Fast zeitgleich legte das Bundeskabinett am Mittwoch auch den Monitoring-Bericht zur Energie der Zukunft vor, der die Dringlichkeit der Maßnahmen noch einmal verdeutlichte. Dem Bericht zufolge ist das Erreichen der Energiewende-Ziele im Verkehrssektor nach aktuellem Stand bedroht. Mehrere Politiker der Opposition und Verbände forderten am Mittwoch Nachbesserungen am aktuellen Gesetzpaket und ambitioniertere Ziele – auch für den Flugverkehr.
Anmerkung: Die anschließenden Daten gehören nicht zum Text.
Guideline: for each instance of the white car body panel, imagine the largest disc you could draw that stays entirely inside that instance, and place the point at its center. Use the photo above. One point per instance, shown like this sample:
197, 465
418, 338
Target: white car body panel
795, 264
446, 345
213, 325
Der Gesetzesnovelle zufolge soll in der Luftfahrt künftig eine Mindest-Ökostromquote etabliert werden. Strombasiertes Kerosin soll bis 2030 schrittweise einen Anteil von mindestens zwei Prozent ausmachen. Grünen-Fraktionschef Anton Hofreiter kritisierte das als nicht ausreichend. "Man hat den Eindruck, die Umweltministerin hat nicht begriffen, was die Stunde geschlagen hat", sagte Hofreiter am Mittwoch.

Bundesumweltministerin Svenja Schulze (SPD), auf deren Vorschlag die Gesetzesänderung am Mittwoch im Kabinett verabschiedet wurde, sprach dagegen von einem wichtigen Schritt. Vor allem auch, weil Deutschland die EU-Vorgabe mit der Neuerung deutlich übertreffe. Der Verkehr sei ein Schlüsselsektor zur Erreichung der Klimaziele.

"Mit dem Gesetz zur Förderung klimafreundlicher Kraftstoffe schafft die Bundesregierung ein wirksames Instrument, um Treibhausgasemissionen wirklich zu reduzieren", sagte die Ministerin am Mittwoch. Es müsse dabei gewährleistet werden, dass Biokraftstoffe die Natur nicht zerstören. Daher werde der Anteil von Biokraftstoffen aus Nahrungs- und Futtermitteln beim Status Quo eingefroren. Die aktuelle Obergrenze von 4,4 Prozent soll nicht mehr überschritten werden. Dazu gehört auch die Entscheidung, Palmöl als Biokraftstoff schrittweise vom Markt verschwinden zu lassen.

Derzeit ist Palmöl nach Angaben des Ministeriums der am häufigsten beigemischte Kraftstoff (20 Prozent). Die Grünen fordern, den Einsatz sofort zu verbieten, und nicht erst ab 2026. Deutschland könne es sich nicht leisten, einen Kraftstoff, der durch die Zerstörung von Regenwäldern gewonnen würde, in Fahrzeugen zu verbrennen, sagte Hofreiter.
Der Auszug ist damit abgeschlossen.